Now, his new supporters are celebrating his victory and confident he will deliver as Israel continues its 13-month siege of Gaza and bombardment of neighboring Lebanon.

In Dearborn, America’s largest Arab-American enclave, preliminary results showed Trump narrowly eking out first place — a dramatic swing from 2020, when outgoing president Joe Biden won handily.

This time around, the left-leaning vote fractured between Vice President Kamala Harris and the Green Party’s Jill Stein.

“People got the message that Trump is trying to bring peace to the Middle East and to the whole world,” said Bill Bazzi, the Lebanese-American mayor of neighboring Dearborn Heights, speaking to AFP from a late-night hookah bar gathering that transformed into an early-morning party.

Bazzi dismissed what he called the media’s distortion of Trump’s previous “Muslim ban,” insisting it was only a matter of closer vetting of select unstable countries to prevent Islamic State militants from getting into the United States.

A Marine veteran who campaigned for Trump in his closing rallies, he added he had been in contact with high-level members of the incoming administration who assured him that “one of the things (Trump) is pushing is to stop the war — he wants more diplomacy.”

– Unpopular Biden –

Others, like Yemeni-American activist and real estate agent Samra’a Luqman, were defiant.

Like other Arab Americans, she was outraged by the Biden-Harris administration’s unwavering military and diplomatic support for Israel in the Gaza and Lebanon conflicts, where the civilian death tolls continue to soar.

“They can blame us for Harris’ loss. I want them to,” she said. “It was my community that said, ‘If you commit genocide, we will hold you accountable for it.’”

The Trump team also did what Harris notably did not: show up in Dearborn.

Her campaign’s decision to ally with former Republican lawmaker Liz Cheney — a vocal Iraq War advocate — also alienated many Arabs.

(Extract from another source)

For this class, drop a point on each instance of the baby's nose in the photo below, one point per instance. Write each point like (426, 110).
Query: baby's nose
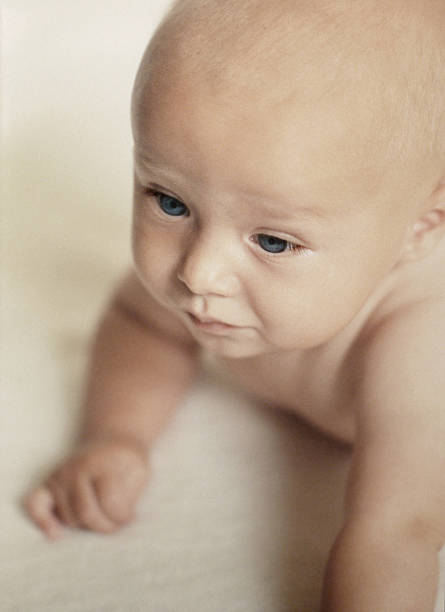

Trump’s outreach, on the other hand, benefited from a new link to the community: Lebanese-American Michael Boulos, who is married to his daughter Tiffany Trump.

Boulos’ father Massad was a key emissary for the campaign.

Still, skepticism lingers.

While Trump struck a note of peace, he simultaneously touted his status as Israel’s strongest ally, even going so far as to promise Prime Minister Netanyahu he would “finish the job” against Hamas in Gaza.

“Yes, he said ‘finish the job,’ but when I inquired exactly what that means, I was told ‘stop the war,’” insisted Bishara Bahbah, chairman of Arab Americans for Trump.

“He’s said it, and he’ll do it. Trump has proven he does what he says.”